Genap dua tahun sudah beliau pergi, namun
lantunan Al-Quran yang menyentil kesunyian subuh itu masih terngiang. Ajarannya
tentang Tajwid, Tauhid, Thoharoh, tentang imam Syafii hingga Hanafi dan Hambali
masih tetap ada. Masihku ingat suara panggilannya ketika subuh, hanya dengan
satu kali panggilan maka si pemalas itu sanggup untuk membuka mata dan rela
untuk menunggunya pulang dari masjid guna mempelajari ayat-ayat suci. Masih
teringat jelas dehamnya tanda dia tidak setuju. Dan hanya satu kali juga, maka
si bandel itu tidak berani untuk melakukan hal yang dilarang itu bahkan hanya
untuk menonton TV di jam 7 malam sekalipun. Aku pun masih mengingat ketegaannya
untuk membiarkan anak umur 10 tahun itu menangis memohon untuk tidur karena PR
sekolah yang sulit atau tidak mau dikerjakannya. Bahkan aku masih hapal selera
makanannya, tanpa penyedap rasa. Beliau adalah kakekku.
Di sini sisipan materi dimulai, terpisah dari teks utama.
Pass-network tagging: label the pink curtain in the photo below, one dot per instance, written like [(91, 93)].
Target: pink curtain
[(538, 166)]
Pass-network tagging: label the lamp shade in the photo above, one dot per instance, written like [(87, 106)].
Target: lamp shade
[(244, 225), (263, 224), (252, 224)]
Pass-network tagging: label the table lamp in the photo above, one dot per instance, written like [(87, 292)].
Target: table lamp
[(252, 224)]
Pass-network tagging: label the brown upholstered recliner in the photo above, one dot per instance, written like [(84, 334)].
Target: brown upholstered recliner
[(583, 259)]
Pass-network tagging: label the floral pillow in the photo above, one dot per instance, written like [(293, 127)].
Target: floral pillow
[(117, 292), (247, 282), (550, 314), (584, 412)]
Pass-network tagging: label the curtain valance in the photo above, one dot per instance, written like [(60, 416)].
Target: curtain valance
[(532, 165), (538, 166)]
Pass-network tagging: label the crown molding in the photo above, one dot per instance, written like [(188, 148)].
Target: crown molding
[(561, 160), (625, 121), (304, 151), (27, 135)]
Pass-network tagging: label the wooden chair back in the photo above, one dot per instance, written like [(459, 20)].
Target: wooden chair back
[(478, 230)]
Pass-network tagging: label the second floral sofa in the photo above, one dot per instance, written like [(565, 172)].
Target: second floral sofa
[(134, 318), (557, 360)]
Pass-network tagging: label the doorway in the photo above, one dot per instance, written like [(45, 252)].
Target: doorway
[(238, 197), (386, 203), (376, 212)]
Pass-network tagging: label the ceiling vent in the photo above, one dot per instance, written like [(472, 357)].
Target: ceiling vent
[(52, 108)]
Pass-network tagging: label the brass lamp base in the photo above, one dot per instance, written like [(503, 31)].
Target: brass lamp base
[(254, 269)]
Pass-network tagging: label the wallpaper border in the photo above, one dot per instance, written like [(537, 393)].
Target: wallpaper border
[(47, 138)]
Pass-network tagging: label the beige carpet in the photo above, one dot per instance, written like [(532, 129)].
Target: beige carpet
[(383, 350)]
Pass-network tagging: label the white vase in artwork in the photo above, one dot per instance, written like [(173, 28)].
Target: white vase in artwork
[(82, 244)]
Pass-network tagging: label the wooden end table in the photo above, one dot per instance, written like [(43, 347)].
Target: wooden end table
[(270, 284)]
Beliau tak pernah marah karena setiap orang tidak ingin membuatnya marah. Terlalu menyakitkan bagi kami untuk mendengarkan kemarahannya. Ya, tak ada satupun diantara kami yang ingin membangunkan kemarahannya. Sikapnya seperti itu lah yang membuatku kadang menggambarkannya sebagai seorang tirani. Namun, sampai saat ini aku masih sangat mengerti bahwa sebenarnya itu adalah bentuk kasih sayangnya, kasih sayang yang masih kurasa dan sangat terasa ketika aku tinggal dengannya walau hanya satu tahun.
Ya, kakekku...
Seorang kakek yang memberikan kasih sayangnya lengkap kepada semua cucunya.
Tanpa ada yang dibedakan.
Kakekku....
Sosok tegar nan bersahaja, seorang pebisnis yang toleran, dan cukup demokrat.